Vascular dementia is a type of dementia resulting from cerebrovascular disorder. It is not rare that cerebral stroke (infarction or hemorrhage) is followed by typical vascular dementia. There are, however, some patients with vascular dementia who have no preceding episodes of evident cerebrovascular disorder such as stroke or transient cerebral ischemia.
Arteriosclerotic dementia and multiinfarct dementia are terms used for pathological conditions similar to vascular dementia. Although the former term commonly has been used to describe dementing diseases in the elderly, it is very obscure in definition, as if covering every ambiguous dementing condition.
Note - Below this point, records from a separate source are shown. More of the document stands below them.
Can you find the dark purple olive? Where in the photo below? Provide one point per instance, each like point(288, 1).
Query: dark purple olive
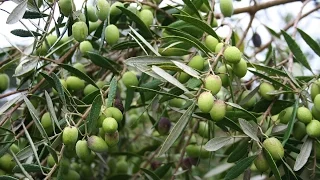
point(256, 39)
point(164, 126)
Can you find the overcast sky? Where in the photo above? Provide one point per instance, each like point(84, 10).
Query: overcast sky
point(269, 17)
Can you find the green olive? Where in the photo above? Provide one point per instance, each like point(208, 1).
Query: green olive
point(112, 34)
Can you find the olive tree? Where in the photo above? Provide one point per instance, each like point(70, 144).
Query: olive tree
point(144, 89)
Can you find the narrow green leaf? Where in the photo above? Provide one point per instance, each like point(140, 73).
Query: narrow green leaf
point(59, 87)
point(129, 98)
point(36, 120)
point(144, 41)
point(177, 130)
point(148, 60)
point(145, 31)
point(53, 153)
point(30, 168)
point(78, 73)
point(269, 79)
point(312, 43)
point(192, 7)
point(217, 143)
point(94, 113)
point(218, 170)
point(304, 155)
point(24, 33)
point(151, 174)
point(33, 15)
point(291, 123)
point(162, 170)
point(249, 129)
point(296, 51)
point(241, 109)
point(112, 91)
point(239, 151)
point(9, 103)
point(240, 167)
point(169, 78)
point(34, 150)
point(125, 45)
point(187, 69)
point(6, 177)
point(51, 110)
point(199, 24)
point(272, 164)
point(101, 61)
point(17, 13)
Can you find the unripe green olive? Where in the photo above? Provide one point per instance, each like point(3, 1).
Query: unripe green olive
point(46, 120)
point(261, 163)
point(213, 83)
point(316, 102)
point(314, 90)
point(116, 113)
point(82, 149)
point(313, 129)
point(205, 102)
point(6, 162)
point(70, 135)
point(80, 31)
point(226, 7)
point(74, 83)
point(232, 54)
point(315, 113)
point(275, 148)
point(14, 148)
point(146, 17)
point(299, 130)
point(304, 115)
point(66, 7)
point(211, 42)
point(286, 115)
point(250, 102)
point(218, 110)
point(218, 48)
point(265, 88)
point(177, 102)
point(214, 22)
point(4, 82)
point(51, 39)
point(197, 62)
point(103, 8)
point(91, 12)
point(122, 167)
point(89, 89)
point(112, 139)
point(183, 77)
point(203, 129)
point(93, 26)
point(85, 47)
point(71, 174)
point(63, 83)
point(112, 34)
point(110, 125)
point(50, 161)
point(240, 69)
point(193, 150)
point(97, 144)
point(130, 79)
point(223, 74)
point(114, 10)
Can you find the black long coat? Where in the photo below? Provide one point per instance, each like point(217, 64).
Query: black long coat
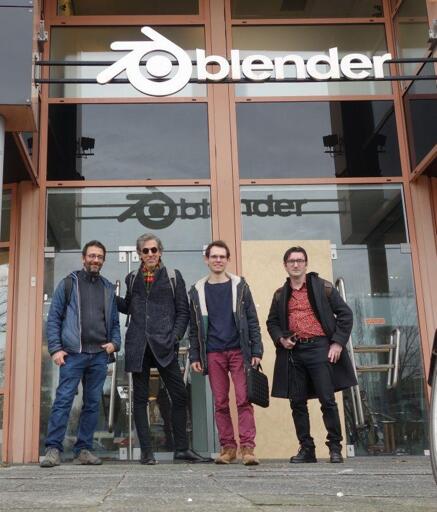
point(158, 318)
point(336, 319)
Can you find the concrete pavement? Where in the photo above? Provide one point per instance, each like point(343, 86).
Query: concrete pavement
point(366, 484)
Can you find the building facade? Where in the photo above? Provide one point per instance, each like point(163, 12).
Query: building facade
point(345, 167)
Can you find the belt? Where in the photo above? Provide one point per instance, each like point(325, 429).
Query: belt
point(306, 341)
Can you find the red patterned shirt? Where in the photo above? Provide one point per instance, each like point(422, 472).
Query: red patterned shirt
point(301, 318)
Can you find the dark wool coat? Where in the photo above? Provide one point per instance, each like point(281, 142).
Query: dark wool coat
point(159, 318)
point(336, 319)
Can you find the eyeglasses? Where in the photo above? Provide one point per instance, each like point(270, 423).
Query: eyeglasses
point(146, 250)
point(296, 262)
point(95, 257)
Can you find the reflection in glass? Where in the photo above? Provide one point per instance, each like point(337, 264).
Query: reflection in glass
point(421, 115)
point(94, 44)
point(316, 139)
point(122, 141)
point(133, 7)
point(367, 226)
point(5, 231)
point(304, 9)
point(117, 216)
point(4, 274)
point(411, 27)
point(306, 41)
point(1, 426)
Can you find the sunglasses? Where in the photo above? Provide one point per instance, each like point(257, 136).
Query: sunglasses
point(146, 250)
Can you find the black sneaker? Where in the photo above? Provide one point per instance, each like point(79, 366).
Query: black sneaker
point(190, 456)
point(148, 458)
point(51, 459)
point(304, 455)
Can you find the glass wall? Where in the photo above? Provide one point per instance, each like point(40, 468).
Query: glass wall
point(122, 141)
point(306, 41)
point(365, 226)
point(133, 7)
point(94, 44)
point(317, 139)
point(117, 216)
point(421, 115)
point(411, 27)
point(304, 9)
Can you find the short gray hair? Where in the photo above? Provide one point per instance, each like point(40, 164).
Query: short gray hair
point(141, 240)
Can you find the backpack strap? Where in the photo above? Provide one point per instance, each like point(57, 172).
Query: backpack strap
point(172, 278)
point(68, 288)
point(328, 288)
point(130, 283)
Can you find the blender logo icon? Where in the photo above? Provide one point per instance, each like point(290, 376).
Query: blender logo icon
point(158, 66)
point(256, 68)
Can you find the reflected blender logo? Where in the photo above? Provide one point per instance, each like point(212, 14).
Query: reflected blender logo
point(159, 55)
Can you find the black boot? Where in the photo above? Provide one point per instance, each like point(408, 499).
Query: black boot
point(335, 456)
point(304, 455)
point(148, 458)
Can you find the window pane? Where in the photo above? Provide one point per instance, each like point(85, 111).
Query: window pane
point(317, 139)
point(421, 114)
point(1, 426)
point(306, 41)
point(141, 141)
point(306, 9)
point(4, 273)
point(94, 44)
point(367, 226)
point(6, 216)
point(138, 7)
point(411, 27)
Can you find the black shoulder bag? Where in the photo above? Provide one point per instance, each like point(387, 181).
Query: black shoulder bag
point(257, 386)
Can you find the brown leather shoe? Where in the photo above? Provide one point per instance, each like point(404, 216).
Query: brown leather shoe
point(227, 455)
point(248, 456)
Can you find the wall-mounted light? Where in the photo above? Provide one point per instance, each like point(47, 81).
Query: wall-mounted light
point(85, 146)
point(334, 144)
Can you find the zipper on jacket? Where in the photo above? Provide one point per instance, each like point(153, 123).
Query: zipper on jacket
point(238, 312)
point(78, 315)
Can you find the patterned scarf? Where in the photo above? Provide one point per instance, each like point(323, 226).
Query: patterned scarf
point(149, 276)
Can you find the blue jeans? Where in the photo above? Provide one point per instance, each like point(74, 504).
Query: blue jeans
point(91, 369)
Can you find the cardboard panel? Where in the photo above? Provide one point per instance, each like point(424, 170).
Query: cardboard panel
point(264, 271)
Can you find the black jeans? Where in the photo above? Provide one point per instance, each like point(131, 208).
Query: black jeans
point(171, 375)
point(310, 366)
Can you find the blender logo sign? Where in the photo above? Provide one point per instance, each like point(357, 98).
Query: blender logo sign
point(256, 68)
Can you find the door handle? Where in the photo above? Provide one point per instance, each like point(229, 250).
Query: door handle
point(357, 402)
point(393, 373)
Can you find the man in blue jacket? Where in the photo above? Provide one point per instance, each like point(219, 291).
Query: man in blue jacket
point(82, 333)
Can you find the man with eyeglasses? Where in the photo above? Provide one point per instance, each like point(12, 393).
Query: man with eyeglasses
point(224, 340)
point(157, 305)
point(82, 333)
point(310, 325)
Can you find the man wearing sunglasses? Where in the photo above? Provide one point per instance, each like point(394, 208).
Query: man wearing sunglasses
point(310, 325)
point(82, 333)
point(157, 305)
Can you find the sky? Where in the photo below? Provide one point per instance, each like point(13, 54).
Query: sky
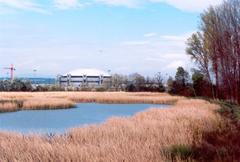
point(124, 36)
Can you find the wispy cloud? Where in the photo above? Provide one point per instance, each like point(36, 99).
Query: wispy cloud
point(189, 5)
point(22, 5)
point(67, 4)
point(126, 3)
point(150, 34)
point(135, 43)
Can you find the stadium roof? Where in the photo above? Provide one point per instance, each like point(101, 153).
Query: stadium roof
point(88, 72)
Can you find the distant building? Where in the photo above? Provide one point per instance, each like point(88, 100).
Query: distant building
point(84, 78)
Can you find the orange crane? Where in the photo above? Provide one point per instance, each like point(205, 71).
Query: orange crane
point(12, 69)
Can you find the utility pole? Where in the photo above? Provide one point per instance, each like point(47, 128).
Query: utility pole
point(12, 69)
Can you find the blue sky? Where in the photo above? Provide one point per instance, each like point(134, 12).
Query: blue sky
point(124, 36)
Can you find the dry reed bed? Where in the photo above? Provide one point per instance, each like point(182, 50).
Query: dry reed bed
point(56, 100)
point(143, 137)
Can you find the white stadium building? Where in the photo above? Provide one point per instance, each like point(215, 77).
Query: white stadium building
point(84, 77)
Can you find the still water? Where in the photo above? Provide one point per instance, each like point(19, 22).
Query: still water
point(59, 121)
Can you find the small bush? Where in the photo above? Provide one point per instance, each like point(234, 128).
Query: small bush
point(183, 152)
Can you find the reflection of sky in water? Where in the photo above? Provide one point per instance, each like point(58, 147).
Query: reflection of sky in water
point(57, 121)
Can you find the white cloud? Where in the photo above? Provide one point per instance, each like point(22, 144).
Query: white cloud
point(135, 43)
point(127, 3)
point(66, 4)
point(22, 4)
point(190, 5)
point(150, 34)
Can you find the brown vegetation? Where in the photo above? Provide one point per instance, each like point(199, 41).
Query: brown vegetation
point(13, 101)
point(147, 136)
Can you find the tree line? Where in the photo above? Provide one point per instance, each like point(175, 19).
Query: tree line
point(216, 50)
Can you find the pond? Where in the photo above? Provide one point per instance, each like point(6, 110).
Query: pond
point(59, 121)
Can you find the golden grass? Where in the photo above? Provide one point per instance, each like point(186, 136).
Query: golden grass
point(58, 100)
point(8, 107)
point(141, 138)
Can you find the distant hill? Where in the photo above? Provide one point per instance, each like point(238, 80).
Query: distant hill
point(37, 80)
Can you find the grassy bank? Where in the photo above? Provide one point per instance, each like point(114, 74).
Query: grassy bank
point(153, 135)
point(14, 101)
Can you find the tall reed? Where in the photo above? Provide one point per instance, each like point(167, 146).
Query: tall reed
point(141, 138)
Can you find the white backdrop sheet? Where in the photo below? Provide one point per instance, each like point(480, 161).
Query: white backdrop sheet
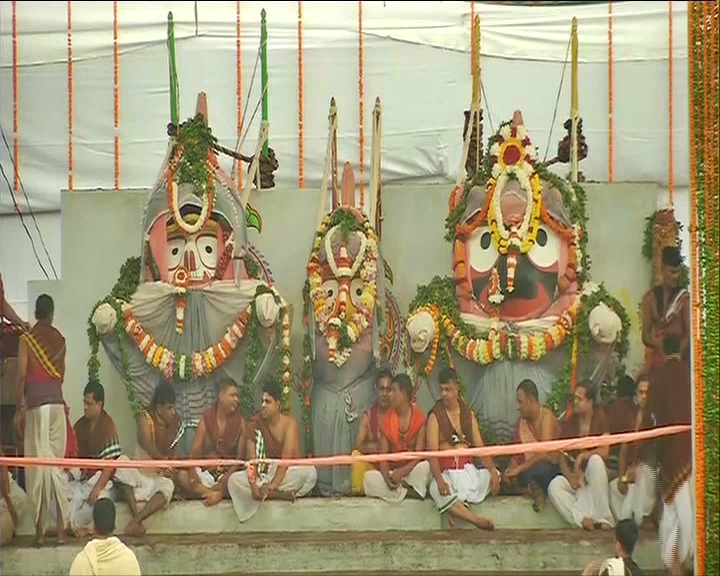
point(416, 60)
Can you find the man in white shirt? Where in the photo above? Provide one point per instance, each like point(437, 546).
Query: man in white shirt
point(105, 555)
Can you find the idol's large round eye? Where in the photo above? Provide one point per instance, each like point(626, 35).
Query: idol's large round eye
point(207, 250)
point(482, 252)
point(545, 253)
point(357, 287)
point(176, 249)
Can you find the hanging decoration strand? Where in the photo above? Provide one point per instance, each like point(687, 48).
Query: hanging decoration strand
point(611, 99)
point(361, 96)
point(16, 101)
point(301, 103)
point(238, 86)
point(71, 119)
point(116, 94)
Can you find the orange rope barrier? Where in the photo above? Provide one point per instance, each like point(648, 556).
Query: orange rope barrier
point(116, 95)
point(611, 101)
point(361, 96)
point(238, 83)
point(566, 445)
point(301, 104)
point(71, 151)
point(671, 151)
point(16, 113)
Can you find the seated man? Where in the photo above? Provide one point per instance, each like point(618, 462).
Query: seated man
point(632, 493)
point(271, 435)
point(105, 555)
point(456, 481)
point(97, 438)
point(402, 429)
point(368, 440)
point(12, 505)
point(580, 493)
point(537, 423)
point(220, 435)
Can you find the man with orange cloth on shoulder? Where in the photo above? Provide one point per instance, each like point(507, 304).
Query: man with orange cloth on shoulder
point(402, 429)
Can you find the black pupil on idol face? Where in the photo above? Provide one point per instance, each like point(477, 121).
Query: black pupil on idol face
point(541, 237)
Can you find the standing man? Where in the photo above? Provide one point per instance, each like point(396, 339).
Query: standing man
point(368, 440)
point(271, 435)
point(580, 493)
point(457, 482)
point(40, 405)
point(537, 423)
point(402, 429)
point(666, 311)
point(670, 401)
Multiinfarct dementia is a concept proposed in 1974 by Hachinski, Lassen & Marshall, who criticized the existing tendency for dementing disease in the elderly to be overdiagnosed as cerebrovascular dementia. According to Hachinski and colleagues (1974), dementia should be classified in terms of the cause into senile dementia of Alzheimer type and multiinfarct dementia. The former, which is predominant, occurs along with aging changes in the brain, and the latter is caused by cerebrovascular disorder. They stated, on the basis of studies of CBF, that dementia related to cerebral vascular lesions is caused by multiple development of infarcts varying in size, rather than simply by the presence of cerebral arteriosclerosis. This opinion became widely accepted, with an understanding of the concept that the lesion responsible for dementia is not arteriosclerosis itself, but the resultant infarct(s).
Later, however, it was pointed out that cerebrovascular dementia attributable to pathological conditions other than infarction accounts for a substantial proportion of all cases of vascular dementia.